Eulogies for the deceased have not been a part of the traditional Funeral Mass. Rather, these tributes were given during the Vigil Service the night before. Some parishes now allow family members to give brief remembrances and eulogies following communion and before the last rites are offered.
When the Funeral Service Should Be Held
Traditionally the funeral service is held within the week following the death. The circumstances of the death and the convenience of schedule so that the majority of friends and family may be present for the services often dictate the selection of the date. The services are usually held either in the church or the funeral home. Sometimes the circumstances of the death
or the position that the individual held in the community require a more private or more public setting.
Funeral Masses may not be held during the latter part of Holy Easter Week (Thursday, Friday, Saturday or Easter Sunday). They are also prohibited on the Sundays during Advent (the four Sundays before December 25th), Lent (the 40 day period before Easter), and the Sundays between Easter and Pentecost (50 days after Easter).
A Funeral Mass may be held on Ash Wednesday, the first day of Lent, but ashes would not be distributed in the church on that day.
Offering Respects Through the Wake
Those attending the Vigil Service or Wake will want to do things to show respect for the deceased. Words and actions which support religious traditions and customs will offer support and comfort for the grieving family.
Final Resting State
Family members may have strong opinions about the way a loved one should be laid to rest. Preferences about the type of casket and the clothing that the loved one will be buried in are left to the family. The Catholic Church attempts to honor these preferences while maintaining liturgical structure and respect for the body.
Burial
Burial is still the predominant means of providing a final resting state for the body. The Rite of Committal Service is held either at the grave site or in a chapel at the cemetery. The priest conducts the service by reading Scripture, offering comforting words to the bereaved, and committing the body back to the earth. The service is concluded with a word of prayer.
Cremation
The Roman Catholic Church prohibited cremation until 1963. They did so partially as a rejection of the practice of other religions and partially as an application of their understanding of doctrine. The belief that the body was a temple of the Holy Spirit, or presence of God, and that it would one day be resurrected influenced the Church’s policy and practice regarding cremation.

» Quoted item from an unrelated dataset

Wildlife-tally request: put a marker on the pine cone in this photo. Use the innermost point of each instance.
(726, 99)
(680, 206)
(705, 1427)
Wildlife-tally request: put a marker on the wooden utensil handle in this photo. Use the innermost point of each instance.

Today cremation is an accepted choice for the final resting state of the body. There are still certain restrictions that are included if cremation was chosen. The remains of the deceased are to be treated with the utmost respect. It would not be acceptable to scatter the remains of the body anywhere. The remains should be placed in an appropriate container and then either buried in a cemetery or placed in a crypt, vault or mausoleum. The ashes should not be displayed in the home or put away in a safe or bank vault.